How do we turn upside down the existing paradigms of what leadership is or what our proxies for talent are? Remember that there is treasure and insights in the individuals who have navigated roads of poverty. If we invest in their leadership, that’s the ticket to disrupting some of the challenges we’ve seen so far and to really beginning to stem the tide towards the creation of wealth for communities that have been overlooked for some time.
At the heart of Common Impact’s work is a focus on alleviating inequality, and we know that’s true for both Cara Collective and REDF, as well. Why is that work important to you?
I am about advancing equity for two reasons, one that is systemic and one that is personal.
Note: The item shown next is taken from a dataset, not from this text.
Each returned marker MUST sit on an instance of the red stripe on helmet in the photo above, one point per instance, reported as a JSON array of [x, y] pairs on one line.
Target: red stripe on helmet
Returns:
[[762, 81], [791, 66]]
The systemic reason is that we know that based on centuries of systemic injustice in our country, not everyone started at the same place in terms of access to opportunity We need to right that wrong in incremental and significant ways. Personally, I also think that we are all in recovery. Perhaps that’s in recovery from the shock of what the pandemic did to us as a country, as a world. Perhaps its recovery from this racial reckoning that we’re going through.
Sometimes when people hear the term “recovery” they think of it in the context of substance addiction, but recovery is defined as navigating through the other side of loss. We’ve all experienced loss in some form or fashion, so part of what makes me passionate about this work is not just to right systemic wrongs, but also to recognize that individual people are all in recovery. There is more sameness between us than difference. I think part of our cure as a country is equal parts the system and the true and intentional care of each individual and the recognition that we that we are all in recovery.
What is one of the most important leadership lessons you’ve learned?
It’s not about you. Particularly people who have leadership roles or sit at the tippy top of an organizational chart, sometimes we can get it twisted that it’s about us. In actuality, we are merely a steward of something much larger than ourselves. Unless we can see that our job is actually to advance what’s already in motion and being driven by other great people, then I think we’re getting it upside down. As a leader, your job is to steward the greatness of others.
The second lesson I learned came from a series of community events where the facilitator had introduced us to this concept of touchstones, or the agreements that a community must adhere to before they endeavor into an activity together. One of the touchstones was something like: when somebody says something to you that that makes you feel “ick,” turn to wonder. Turn to wonder and ask yourself what makes that person think that way. Ask yourself why you’re having the reaction you’re having as opposed to doing that thing we sometimes do as humans, which is just to downshift and park where we are and not actually be willing to be moved off of our square.
Well, what can we do to turn to wonder? How do we keep exercising that muscle, particularly because we’re in a moment where we can actually create a different and better version of ourselves, our communities, our societies, our workplaces. If we have this opportunity to actually influence that and we’re in that precipice moment right now, then what can we do to test out these skill sets? What can we do to turn to wonder?